Renewable energy can support a resilient and equitable recovery from the COVID-19 pandemic, according to the International Renewable Energy Agency (IRENA).
IRENA's first Global Renewables Outlook shows that the decarbonisation of the energy system can support short-term recovery while creating 'resilient and inclusive' economies and societies. The outlook examines the building blocks of an energy system along with investment strategies and policy frameworks needed to manage the transition. It looks at ways to reduce global carbon dioxide (CO2) emissions by at least 70% by 2050.
The report found that a pathway to 'deeper' decarbonisation requires a total energy investment of up to $130 trillion (€119.7 trillion), the potential socio-economic gains of such an investment would be huge. IRENA says low-carbon investment would 'significantly pay off', with savings of eight times more than costs, when accounting for reduced health and environmental externalities.

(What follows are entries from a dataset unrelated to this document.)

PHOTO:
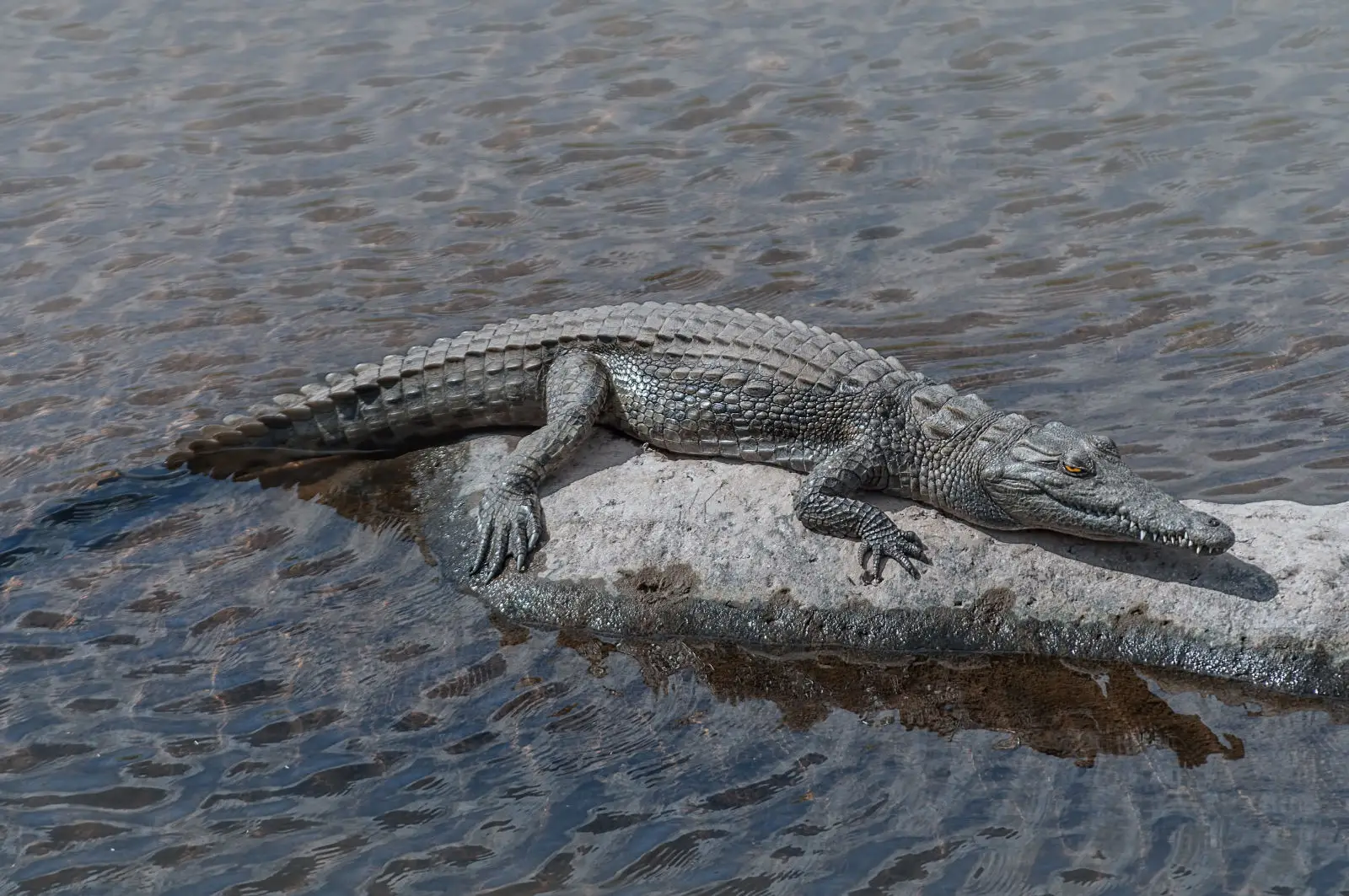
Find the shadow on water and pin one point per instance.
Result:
(1061, 709)
(263, 714)
(1076, 711)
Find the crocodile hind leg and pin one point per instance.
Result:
(823, 505)
(510, 520)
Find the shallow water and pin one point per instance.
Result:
(1132, 217)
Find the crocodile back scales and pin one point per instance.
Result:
(690, 378)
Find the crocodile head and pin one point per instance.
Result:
(1052, 476)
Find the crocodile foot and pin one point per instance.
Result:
(889, 540)
(510, 521)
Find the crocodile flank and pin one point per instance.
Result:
(701, 379)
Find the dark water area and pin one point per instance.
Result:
(1133, 217)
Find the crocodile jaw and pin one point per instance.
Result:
(1027, 480)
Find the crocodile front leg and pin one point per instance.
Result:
(510, 520)
(823, 505)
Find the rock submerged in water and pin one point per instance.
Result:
(641, 544)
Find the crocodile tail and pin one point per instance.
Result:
(370, 410)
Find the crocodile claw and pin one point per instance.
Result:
(510, 523)
(904, 547)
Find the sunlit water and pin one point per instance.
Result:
(1132, 217)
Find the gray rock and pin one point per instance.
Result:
(648, 545)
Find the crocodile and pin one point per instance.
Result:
(712, 381)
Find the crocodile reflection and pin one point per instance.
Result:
(1051, 707)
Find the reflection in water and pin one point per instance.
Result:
(1045, 705)
(1131, 216)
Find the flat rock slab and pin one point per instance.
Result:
(642, 544)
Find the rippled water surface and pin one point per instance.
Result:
(1130, 216)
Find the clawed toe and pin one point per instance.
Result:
(903, 547)
(509, 523)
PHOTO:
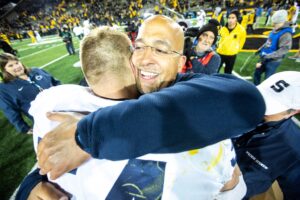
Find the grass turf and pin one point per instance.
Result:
(16, 150)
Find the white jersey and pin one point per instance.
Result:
(196, 174)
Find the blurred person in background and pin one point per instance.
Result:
(19, 87)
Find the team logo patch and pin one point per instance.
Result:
(38, 77)
(140, 179)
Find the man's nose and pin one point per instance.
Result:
(147, 55)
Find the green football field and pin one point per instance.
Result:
(16, 150)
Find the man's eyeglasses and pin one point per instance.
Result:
(140, 49)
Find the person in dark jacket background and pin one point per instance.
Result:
(202, 58)
(19, 87)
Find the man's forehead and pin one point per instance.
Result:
(153, 41)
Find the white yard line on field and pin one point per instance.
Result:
(40, 51)
(55, 60)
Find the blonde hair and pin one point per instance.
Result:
(4, 59)
(104, 50)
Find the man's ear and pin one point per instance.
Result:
(181, 62)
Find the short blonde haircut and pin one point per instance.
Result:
(104, 50)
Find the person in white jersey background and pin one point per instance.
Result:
(194, 174)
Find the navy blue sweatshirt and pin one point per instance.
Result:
(196, 111)
(16, 95)
(271, 152)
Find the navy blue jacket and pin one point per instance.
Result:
(196, 111)
(29, 183)
(16, 95)
(271, 152)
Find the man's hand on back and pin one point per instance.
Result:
(58, 152)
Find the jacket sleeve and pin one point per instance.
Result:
(13, 114)
(54, 81)
(190, 114)
(29, 183)
(243, 37)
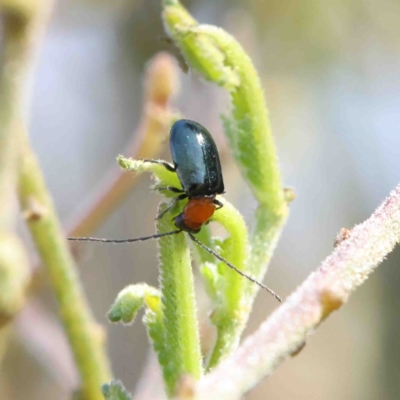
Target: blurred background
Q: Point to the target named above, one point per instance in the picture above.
(331, 76)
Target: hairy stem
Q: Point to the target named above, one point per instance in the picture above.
(285, 332)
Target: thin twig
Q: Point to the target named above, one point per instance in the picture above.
(285, 332)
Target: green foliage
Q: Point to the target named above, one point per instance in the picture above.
(130, 300)
(115, 390)
(180, 320)
(219, 58)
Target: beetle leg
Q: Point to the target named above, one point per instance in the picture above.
(218, 204)
(172, 204)
(167, 166)
(171, 189)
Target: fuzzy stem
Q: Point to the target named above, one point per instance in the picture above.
(219, 58)
(229, 316)
(285, 332)
(85, 337)
(183, 355)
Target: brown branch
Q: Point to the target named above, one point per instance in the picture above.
(285, 332)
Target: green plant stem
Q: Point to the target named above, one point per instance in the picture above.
(229, 316)
(179, 307)
(14, 264)
(219, 58)
(85, 336)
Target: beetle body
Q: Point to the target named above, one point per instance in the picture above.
(196, 162)
(196, 159)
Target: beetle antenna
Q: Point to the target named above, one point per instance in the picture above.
(156, 236)
(234, 268)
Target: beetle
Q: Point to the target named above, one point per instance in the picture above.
(198, 167)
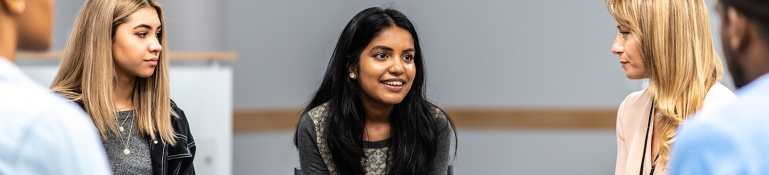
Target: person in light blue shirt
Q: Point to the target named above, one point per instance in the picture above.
(735, 138)
(40, 132)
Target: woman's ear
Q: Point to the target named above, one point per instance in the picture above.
(352, 73)
(13, 7)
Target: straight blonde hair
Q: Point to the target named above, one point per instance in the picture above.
(677, 49)
(87, 73)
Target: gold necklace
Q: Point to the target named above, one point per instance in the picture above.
(121, 125)
(130, 129)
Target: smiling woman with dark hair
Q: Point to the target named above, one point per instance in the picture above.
(370, 114)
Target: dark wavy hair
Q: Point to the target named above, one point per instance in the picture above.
(414, 129)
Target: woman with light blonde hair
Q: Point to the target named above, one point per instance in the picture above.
(115, 68)
(669, 43)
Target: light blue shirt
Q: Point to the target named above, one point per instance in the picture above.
(41, 133)
(731, 140)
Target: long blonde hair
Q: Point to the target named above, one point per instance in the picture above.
(87, 72)
(677, 49)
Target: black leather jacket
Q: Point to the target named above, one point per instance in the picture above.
(172, 160)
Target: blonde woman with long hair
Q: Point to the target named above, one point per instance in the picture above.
(669, 43)
(40, 132)
(115, 68)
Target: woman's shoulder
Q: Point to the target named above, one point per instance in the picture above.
(314, 116)
(718, 95)
(637, 99)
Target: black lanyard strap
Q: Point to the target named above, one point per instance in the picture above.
(648, 125)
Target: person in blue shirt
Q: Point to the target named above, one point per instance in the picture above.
(40, 132)
(735, 138)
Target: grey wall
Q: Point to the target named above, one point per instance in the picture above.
(550, 53)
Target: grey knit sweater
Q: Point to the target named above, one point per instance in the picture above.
(315, 157)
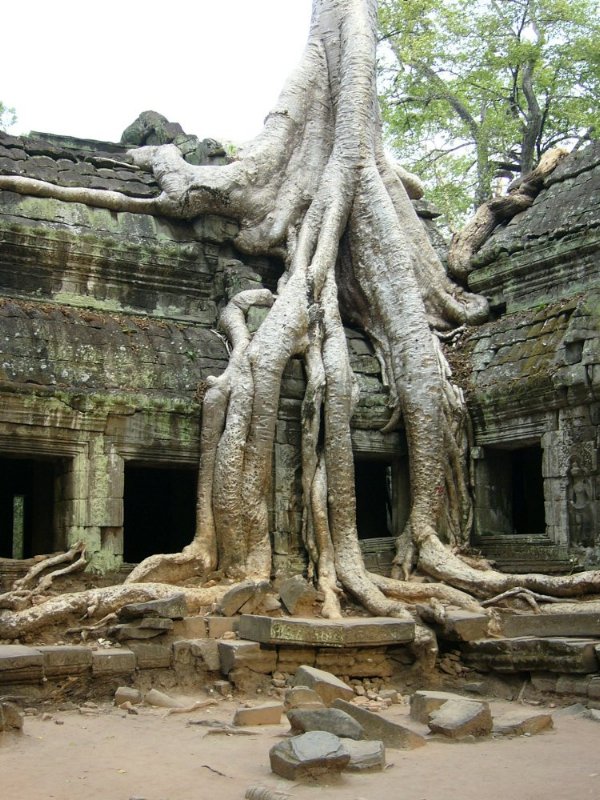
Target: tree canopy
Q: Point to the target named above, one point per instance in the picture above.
(476, 91)
(7, 116)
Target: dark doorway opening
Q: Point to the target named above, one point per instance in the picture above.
(159, 510)
(527, 490)
(509, 492)
(374, 510)
(27, 507)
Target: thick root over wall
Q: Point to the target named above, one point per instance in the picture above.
(317, 187)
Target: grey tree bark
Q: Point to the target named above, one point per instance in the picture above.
(317, 186)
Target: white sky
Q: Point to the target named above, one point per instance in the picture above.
(87, 69)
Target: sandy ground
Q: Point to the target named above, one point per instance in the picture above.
(111, 755)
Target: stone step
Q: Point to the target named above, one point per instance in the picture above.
(524, 654)
(348, 632)
(579, 623)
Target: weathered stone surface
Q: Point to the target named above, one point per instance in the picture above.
(519, 723)
(377, 728)
(267, 714)
(65, 660)
(365, 756)
(151, 655)
(191, 628)
(465, 626)
(535, 654)
(581, 623)
(326, 685)
(217, 626)
(459, 718)
(333, 720)
(11, 718)
(423, 702)
(302, 697)
(125, 632)
(297, 595)
(311, 755)
(20, 664)
(238, 595)
(113, 661)
(237, 653)
(126, 694)
(173, 607)
(157, 698)
(357, 632)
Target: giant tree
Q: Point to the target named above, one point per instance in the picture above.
(490, 86)
(317, 187)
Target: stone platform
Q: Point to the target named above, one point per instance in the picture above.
(350, 632)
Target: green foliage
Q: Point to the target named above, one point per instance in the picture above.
(474, 91)
(7, 117)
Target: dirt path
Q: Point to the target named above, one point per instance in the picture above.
(111, 755)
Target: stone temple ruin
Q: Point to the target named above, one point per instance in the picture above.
(108, 334)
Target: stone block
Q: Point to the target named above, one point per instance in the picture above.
(465, 626)
(113, 661)
(552, 654)
(302, 697)
(580, 623)
(173, 607)
(459, 718)
(544, 681)
(379, 729)
(151, 655)
(126, 694)
(349, 632)
(333, 720)
(20, 664)
(267, 714)
(519, 723)
(310, 756)
(217, 626)
(160, 699)
(365, 756)
(204, 653)
(297, 595)
(326, 685)
(11, 718)
(422, 703)
(238, 595)
(190, 628)
(237, 653)
(65, 660)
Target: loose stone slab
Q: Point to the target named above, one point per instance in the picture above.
(532, 654)
(65, 660)
(332, 720)
(580, 623)
(326, 685)
(423, 702)
(236, 653)
(366, 756)
(267, 714)
(11, 718)
(302, 697)
(20, 664)
(173, 607)
(465, 626)
(519, 723)
(378, 728)
(115, 661)
(459, 718)
(351, 632)
(311, 755)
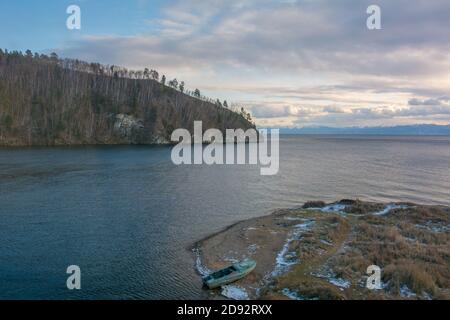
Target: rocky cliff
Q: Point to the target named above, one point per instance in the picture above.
(47, 101)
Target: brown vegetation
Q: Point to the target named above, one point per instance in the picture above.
(48, 101)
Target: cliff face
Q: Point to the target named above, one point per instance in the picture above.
(44, 103)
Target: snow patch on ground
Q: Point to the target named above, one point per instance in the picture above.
(291, 294)
(339, 282)
(331, 208)
(332, 278)
(405, 292)
(234, 292)
(286, 259)
(389, 208)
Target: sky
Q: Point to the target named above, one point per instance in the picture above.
(291, 63)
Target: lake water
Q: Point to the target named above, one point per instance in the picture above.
(127, 216)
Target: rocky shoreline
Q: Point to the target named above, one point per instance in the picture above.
(322, 251)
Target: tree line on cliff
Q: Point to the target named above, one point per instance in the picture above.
(45, 100)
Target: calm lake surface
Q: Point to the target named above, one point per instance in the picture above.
(127, 216)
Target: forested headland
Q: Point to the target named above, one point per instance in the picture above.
(46, 101)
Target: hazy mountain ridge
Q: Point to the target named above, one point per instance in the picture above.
(419, 129)
(44, 103)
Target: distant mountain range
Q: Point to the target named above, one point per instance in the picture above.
(419, 129)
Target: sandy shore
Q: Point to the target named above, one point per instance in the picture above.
(322, 251)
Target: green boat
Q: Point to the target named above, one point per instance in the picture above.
(230, 274)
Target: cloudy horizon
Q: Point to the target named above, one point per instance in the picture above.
(292, 63)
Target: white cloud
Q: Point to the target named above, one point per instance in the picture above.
(298, 61)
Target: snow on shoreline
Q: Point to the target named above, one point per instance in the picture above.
(389, 208)
(339, 208)
(234, 292)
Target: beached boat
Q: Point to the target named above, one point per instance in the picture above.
(230, 274)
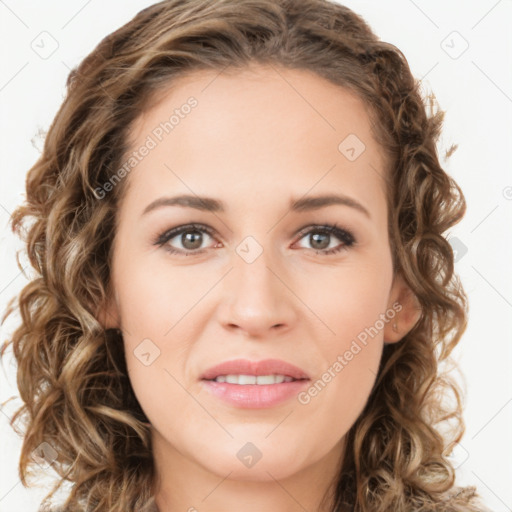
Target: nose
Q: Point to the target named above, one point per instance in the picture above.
(257, 300)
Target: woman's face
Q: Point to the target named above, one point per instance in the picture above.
(258, 277)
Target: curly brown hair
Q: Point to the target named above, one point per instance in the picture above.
(72, 373)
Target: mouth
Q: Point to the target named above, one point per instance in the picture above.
(255, 385)
(244, 371)
(260, 380)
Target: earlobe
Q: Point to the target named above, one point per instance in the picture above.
(407, 316)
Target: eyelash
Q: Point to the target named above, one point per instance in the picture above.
(342, 234)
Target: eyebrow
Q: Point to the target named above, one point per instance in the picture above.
(214, 205)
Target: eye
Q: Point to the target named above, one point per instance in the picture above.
(190, 237)
(320, 238)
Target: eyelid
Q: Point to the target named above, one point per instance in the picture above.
(346, 236)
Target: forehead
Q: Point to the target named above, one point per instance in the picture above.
(253, 131)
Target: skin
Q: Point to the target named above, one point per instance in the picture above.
(254, 143)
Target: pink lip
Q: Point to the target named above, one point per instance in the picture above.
(246, 367)
(255, 396)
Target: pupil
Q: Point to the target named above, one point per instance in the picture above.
(315, 239)
(190, 238)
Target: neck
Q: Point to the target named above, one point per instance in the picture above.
(184, 484)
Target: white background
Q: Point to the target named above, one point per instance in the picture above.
(475, 90)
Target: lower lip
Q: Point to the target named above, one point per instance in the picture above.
(255, 396)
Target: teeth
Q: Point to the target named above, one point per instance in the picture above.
(253, 379)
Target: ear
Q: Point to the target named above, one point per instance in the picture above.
(407, 311)
(107, 313)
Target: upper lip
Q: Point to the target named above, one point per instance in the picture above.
(246, 367)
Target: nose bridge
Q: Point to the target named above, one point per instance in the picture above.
(255, 297)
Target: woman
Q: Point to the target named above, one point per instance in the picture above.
(244, 291)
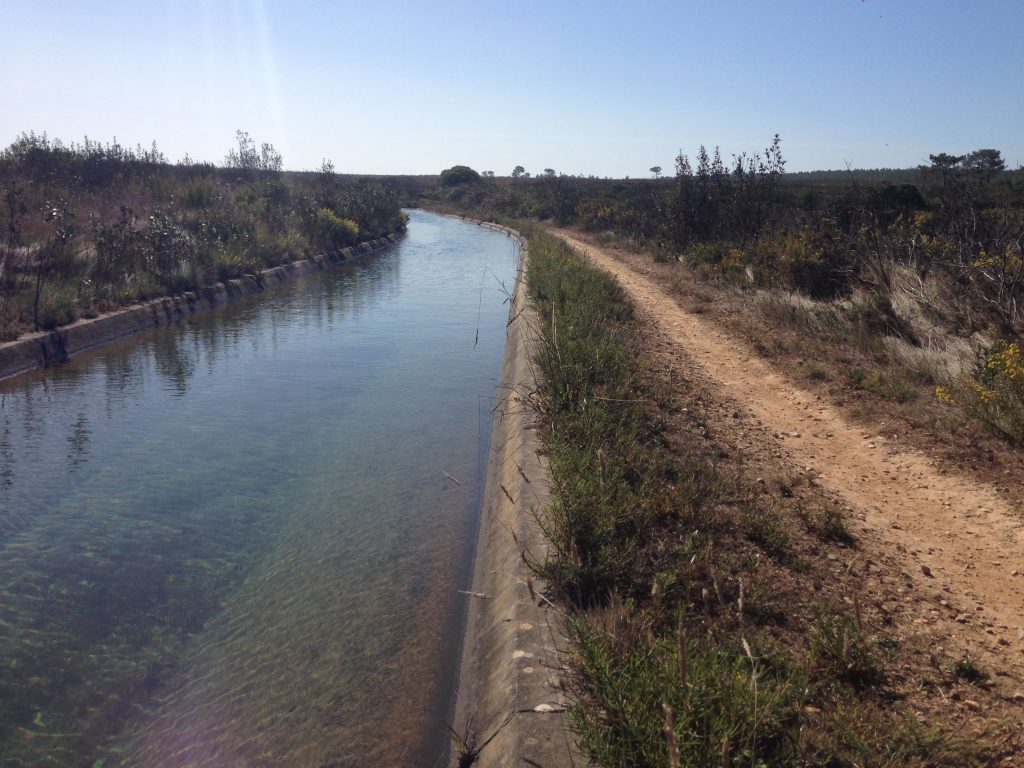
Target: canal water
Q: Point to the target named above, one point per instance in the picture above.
(239, 541)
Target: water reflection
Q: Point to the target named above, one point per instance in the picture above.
(233, 539)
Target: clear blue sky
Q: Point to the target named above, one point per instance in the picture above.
(604, 88)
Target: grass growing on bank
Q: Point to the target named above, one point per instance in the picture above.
(675, 574)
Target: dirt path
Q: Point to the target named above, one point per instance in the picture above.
(958, 537)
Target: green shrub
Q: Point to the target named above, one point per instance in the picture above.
(330, 232)
(993, 394)
(704, 700)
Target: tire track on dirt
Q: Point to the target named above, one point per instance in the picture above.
(966, 540)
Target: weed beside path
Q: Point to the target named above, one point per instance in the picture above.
(725, 611)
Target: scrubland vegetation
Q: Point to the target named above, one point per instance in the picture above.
(89, 227)
(899, 288)
(708, 622)
(708, 627)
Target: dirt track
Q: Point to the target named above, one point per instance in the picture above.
(955, 536)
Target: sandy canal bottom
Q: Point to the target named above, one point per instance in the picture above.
(236, 542)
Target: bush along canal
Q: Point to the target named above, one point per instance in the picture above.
(239, 541)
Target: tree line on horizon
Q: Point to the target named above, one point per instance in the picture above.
(822, 233)
(90, 226)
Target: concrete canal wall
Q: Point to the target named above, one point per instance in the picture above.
(511, 686)
(47, 347)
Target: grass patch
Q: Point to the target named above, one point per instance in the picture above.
(687, 648)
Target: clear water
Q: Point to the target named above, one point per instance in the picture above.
(235, 542)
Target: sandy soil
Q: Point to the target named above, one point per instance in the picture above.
(960, 542)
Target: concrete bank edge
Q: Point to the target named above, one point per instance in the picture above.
(47, 347)
(511, 684)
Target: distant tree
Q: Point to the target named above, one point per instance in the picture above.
(247, 158)
(459, 174)
(984, 164)
(945, 165)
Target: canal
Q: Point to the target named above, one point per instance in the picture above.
(240, 541)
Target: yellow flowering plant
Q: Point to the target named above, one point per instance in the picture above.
(994, 392)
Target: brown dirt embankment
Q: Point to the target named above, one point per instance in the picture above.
(47, 347)
(510, 704)
(961, 542)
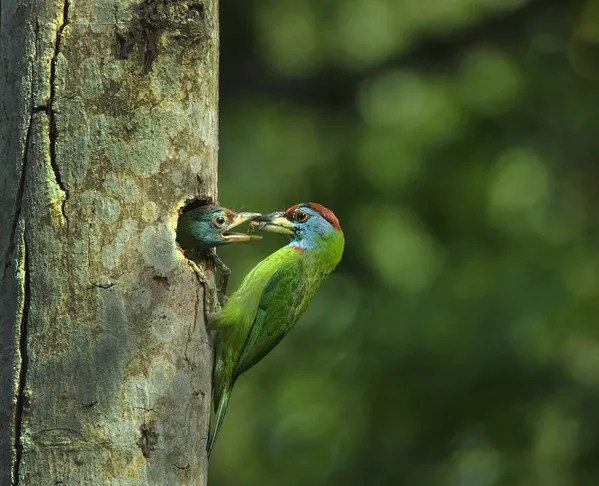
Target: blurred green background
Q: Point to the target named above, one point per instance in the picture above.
(457, 343)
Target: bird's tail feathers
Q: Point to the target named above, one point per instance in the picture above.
(219, 416)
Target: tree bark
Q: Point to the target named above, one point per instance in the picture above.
(108, 126)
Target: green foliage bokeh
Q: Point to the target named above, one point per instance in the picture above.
(457, 344)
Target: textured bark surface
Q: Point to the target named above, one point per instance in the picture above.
(108, 125)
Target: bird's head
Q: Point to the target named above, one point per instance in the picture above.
(306, 224)
(209, 226)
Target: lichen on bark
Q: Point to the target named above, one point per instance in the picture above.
(109, 127)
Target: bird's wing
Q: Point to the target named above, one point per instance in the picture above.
(280, 307)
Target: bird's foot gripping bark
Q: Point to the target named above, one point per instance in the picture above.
(201, 277)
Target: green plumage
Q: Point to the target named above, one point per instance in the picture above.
(270, 300)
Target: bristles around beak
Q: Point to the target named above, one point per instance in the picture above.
(238, 219)
(274, 223)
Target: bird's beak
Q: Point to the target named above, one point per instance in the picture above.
(239, 237)
(275, 223)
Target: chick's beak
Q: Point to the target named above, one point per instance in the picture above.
(238, 219)
(275, 223)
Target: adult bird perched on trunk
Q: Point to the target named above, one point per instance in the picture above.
(209, 226)
(273, 296)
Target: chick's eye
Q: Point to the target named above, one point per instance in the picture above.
(301, 217)
(219, 221)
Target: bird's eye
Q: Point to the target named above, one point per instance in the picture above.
(219, 221)
(301, 216)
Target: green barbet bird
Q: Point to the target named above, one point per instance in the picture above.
(209, 226)
(273, 296)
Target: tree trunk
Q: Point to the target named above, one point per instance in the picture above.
(108, 125)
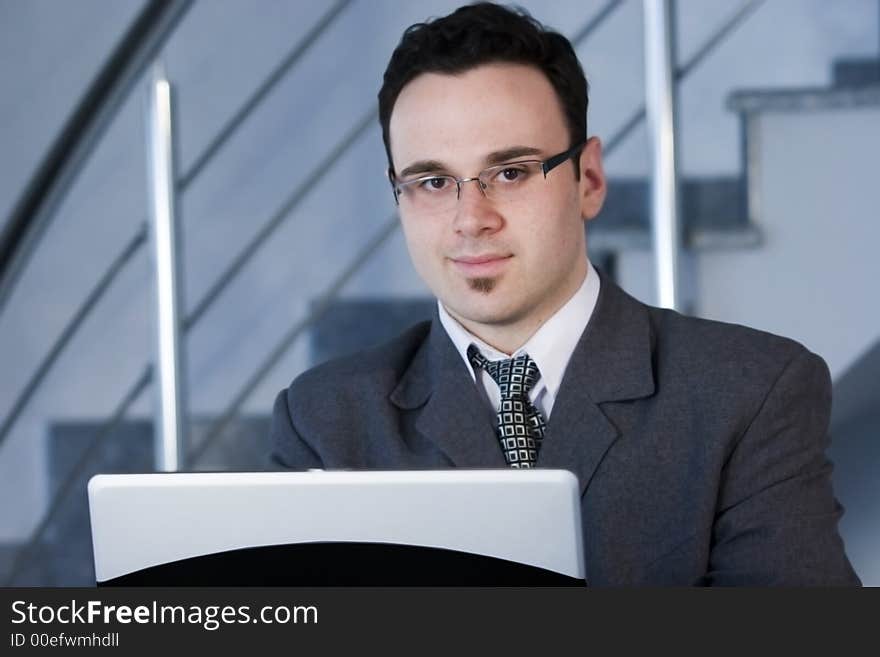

According to IRENA, transforming the energy system could boost cumulative global GDP gains above business-as-usual by $98 trillion (€90.2 trillion) between now and 2050. The organisation says this would almost quadruple renewable energy jobs to 42 million, expand employment in energy efficiency to 21 million and add 15 million in system flexibility.
"Governments are facing a difficult task of bringing the health emergency under control while introducing major stimulus and recovery measures," said IRENA's director-general Francesco La Camera. "The crisis has exposed deeply-embedded vulnerabilities of the current system.
"IRENA's Outlook shows the ways to build more sustainable, equitable and resilient economies by aligning short-term recovery efforts with the medium and long-term objectives of the Paris Agreement and the UN Sustainable Development Agenda.
"By accelerating renewables and making the energy transition an integral part of the wider recovery, governments can achieve multiple economic and social objectives in the pursuit of a resilient future that leaves nobody behind."